Time is a flexible entity. If you’re bored, time drags. If you’re excited, time flies. Sixty seconds can seem like an eternity—for instance, if you inadvertently lock yourself out of your house. Naked. In winter.
There’s never a moment in your life when your moods and your needs and wants stop affecting your sense of time. Time is always, always, always flexible! In other words, you can always stretch time, steal time, and otherwise make and take the time to accomplish anything you really want to accomplish.
I’m saying this as a sort of confession. For the past few weeks I’ve been busy with deadlines, projects, travel plans, paperwork, and every last professional excuse ever invented. I’m in New York as I write, battling a big book deadline on a project I started roughly ten years ago. “I’ve been too busy to blog,” I telepathically told my subscribers. And you know what? I was lying! To myself first and foremost! How many things have I chosen to do recently that were less important and less fun then blogging? Dozens, hundreds, thousands of time-consuming things, many of which I wouldn’t even describe to you for fear of ridicule.
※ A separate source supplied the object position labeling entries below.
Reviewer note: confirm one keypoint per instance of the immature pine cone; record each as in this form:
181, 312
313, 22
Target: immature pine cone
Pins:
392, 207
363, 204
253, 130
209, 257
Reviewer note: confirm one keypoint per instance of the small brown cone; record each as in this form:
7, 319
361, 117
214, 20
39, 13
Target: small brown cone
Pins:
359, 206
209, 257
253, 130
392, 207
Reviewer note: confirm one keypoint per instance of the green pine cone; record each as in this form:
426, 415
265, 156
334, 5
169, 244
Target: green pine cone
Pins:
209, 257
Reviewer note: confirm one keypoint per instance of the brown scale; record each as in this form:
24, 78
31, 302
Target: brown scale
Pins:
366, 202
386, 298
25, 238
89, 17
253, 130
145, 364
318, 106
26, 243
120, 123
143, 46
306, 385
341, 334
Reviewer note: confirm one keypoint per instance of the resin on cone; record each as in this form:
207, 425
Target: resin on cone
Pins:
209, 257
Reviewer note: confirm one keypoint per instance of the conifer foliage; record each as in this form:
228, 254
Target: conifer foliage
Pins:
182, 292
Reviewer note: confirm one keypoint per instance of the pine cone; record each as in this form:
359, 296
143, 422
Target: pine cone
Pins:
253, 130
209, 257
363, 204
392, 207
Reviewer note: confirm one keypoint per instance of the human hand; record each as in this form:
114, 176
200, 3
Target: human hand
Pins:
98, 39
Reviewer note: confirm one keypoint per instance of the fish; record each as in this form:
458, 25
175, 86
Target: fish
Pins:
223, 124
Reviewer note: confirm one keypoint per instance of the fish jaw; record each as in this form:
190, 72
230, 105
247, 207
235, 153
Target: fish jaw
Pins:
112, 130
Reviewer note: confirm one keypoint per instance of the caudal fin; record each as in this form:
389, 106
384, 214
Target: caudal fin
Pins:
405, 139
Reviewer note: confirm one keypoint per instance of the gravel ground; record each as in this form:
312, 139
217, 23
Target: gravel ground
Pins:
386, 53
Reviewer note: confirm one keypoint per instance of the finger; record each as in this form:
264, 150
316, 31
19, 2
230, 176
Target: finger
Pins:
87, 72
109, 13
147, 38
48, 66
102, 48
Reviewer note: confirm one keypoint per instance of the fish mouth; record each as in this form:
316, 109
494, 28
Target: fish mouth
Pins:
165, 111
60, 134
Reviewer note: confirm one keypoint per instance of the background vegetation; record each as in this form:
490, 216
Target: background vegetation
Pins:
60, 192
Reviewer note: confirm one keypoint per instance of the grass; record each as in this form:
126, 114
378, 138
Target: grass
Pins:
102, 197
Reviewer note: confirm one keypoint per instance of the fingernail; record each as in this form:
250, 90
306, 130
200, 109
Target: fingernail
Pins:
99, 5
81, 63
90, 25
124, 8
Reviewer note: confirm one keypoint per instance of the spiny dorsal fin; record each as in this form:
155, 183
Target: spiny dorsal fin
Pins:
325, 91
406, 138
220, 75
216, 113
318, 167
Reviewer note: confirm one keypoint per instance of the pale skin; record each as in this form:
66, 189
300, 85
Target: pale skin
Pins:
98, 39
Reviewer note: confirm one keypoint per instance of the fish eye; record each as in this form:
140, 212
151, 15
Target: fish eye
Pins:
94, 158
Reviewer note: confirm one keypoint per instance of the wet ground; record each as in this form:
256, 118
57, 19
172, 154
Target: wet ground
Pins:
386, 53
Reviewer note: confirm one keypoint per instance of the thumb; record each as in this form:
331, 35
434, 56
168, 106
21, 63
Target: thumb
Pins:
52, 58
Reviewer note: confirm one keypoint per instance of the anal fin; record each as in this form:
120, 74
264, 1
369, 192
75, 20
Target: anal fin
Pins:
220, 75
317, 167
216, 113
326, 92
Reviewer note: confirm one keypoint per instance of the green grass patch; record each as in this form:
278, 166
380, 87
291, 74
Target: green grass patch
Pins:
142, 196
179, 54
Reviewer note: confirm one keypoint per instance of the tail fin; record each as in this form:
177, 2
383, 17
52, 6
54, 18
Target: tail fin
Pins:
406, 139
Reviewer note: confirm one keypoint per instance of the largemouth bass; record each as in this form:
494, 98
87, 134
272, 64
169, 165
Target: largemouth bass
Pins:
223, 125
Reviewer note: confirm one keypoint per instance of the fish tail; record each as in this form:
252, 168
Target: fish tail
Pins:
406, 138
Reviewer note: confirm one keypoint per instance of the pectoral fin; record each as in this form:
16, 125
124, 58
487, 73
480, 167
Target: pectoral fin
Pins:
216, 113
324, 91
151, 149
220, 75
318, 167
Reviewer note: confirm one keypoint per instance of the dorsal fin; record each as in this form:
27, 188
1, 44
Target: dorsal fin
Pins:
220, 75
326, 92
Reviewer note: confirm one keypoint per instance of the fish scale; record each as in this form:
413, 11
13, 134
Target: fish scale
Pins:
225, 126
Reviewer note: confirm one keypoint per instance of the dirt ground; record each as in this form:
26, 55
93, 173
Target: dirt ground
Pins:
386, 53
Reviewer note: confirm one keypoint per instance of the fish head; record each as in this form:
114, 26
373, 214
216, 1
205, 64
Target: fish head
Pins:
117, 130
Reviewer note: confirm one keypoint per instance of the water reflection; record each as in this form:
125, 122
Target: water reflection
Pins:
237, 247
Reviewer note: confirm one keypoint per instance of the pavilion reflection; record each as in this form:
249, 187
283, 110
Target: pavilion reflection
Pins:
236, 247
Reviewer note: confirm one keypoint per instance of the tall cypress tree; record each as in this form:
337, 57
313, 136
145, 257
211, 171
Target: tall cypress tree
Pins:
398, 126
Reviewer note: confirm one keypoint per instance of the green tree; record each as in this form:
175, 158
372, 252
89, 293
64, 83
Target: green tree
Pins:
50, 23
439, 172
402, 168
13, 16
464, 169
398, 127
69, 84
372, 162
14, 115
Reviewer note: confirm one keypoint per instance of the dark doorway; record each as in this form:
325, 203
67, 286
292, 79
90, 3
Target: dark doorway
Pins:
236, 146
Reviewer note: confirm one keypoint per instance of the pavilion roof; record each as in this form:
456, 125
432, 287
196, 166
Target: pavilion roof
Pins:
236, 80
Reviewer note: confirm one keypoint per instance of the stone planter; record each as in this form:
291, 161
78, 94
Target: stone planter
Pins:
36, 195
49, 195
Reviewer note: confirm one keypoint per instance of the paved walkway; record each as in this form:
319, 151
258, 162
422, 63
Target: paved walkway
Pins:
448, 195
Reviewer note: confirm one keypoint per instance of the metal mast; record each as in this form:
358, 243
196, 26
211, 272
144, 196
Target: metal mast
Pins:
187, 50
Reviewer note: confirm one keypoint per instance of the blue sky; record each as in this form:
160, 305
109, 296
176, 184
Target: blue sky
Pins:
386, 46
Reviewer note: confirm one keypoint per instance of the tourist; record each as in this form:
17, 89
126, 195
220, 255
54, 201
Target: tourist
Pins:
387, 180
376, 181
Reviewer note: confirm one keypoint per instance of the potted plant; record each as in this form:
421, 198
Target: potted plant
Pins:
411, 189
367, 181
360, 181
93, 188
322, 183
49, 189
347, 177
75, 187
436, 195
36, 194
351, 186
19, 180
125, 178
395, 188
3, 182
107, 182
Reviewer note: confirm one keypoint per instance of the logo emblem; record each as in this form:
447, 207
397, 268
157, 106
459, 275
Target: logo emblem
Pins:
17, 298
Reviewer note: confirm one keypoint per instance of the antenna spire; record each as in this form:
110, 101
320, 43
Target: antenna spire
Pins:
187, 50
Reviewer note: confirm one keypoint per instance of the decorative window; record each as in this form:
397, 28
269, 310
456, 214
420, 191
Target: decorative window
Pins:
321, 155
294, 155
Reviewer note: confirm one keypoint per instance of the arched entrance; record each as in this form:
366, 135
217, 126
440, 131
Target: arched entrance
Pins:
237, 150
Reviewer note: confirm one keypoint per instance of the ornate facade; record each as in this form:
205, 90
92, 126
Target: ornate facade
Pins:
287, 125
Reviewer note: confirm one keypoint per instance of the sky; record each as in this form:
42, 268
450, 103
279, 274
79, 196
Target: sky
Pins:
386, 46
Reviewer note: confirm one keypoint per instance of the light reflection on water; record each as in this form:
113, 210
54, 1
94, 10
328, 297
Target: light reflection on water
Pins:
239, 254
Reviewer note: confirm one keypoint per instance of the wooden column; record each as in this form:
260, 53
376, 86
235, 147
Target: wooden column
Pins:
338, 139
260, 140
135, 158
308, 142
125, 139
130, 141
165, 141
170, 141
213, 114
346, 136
I wouldn’t say that I’m a complete slacker. I’ve done a lot of good things lately. I even found the time to read a couple of books, including a Sherlock Holmes novel I had never read before. It contains a quote attributed to William Gladstone, who was England’s prime minister for many years: “A change of work is the best rest.”
Moral of the story?
Writing this blog post has allowed me to procrastinate facing my big deadline. I feel so rested, I think I’ll pull an all-nighter on that ten-year project.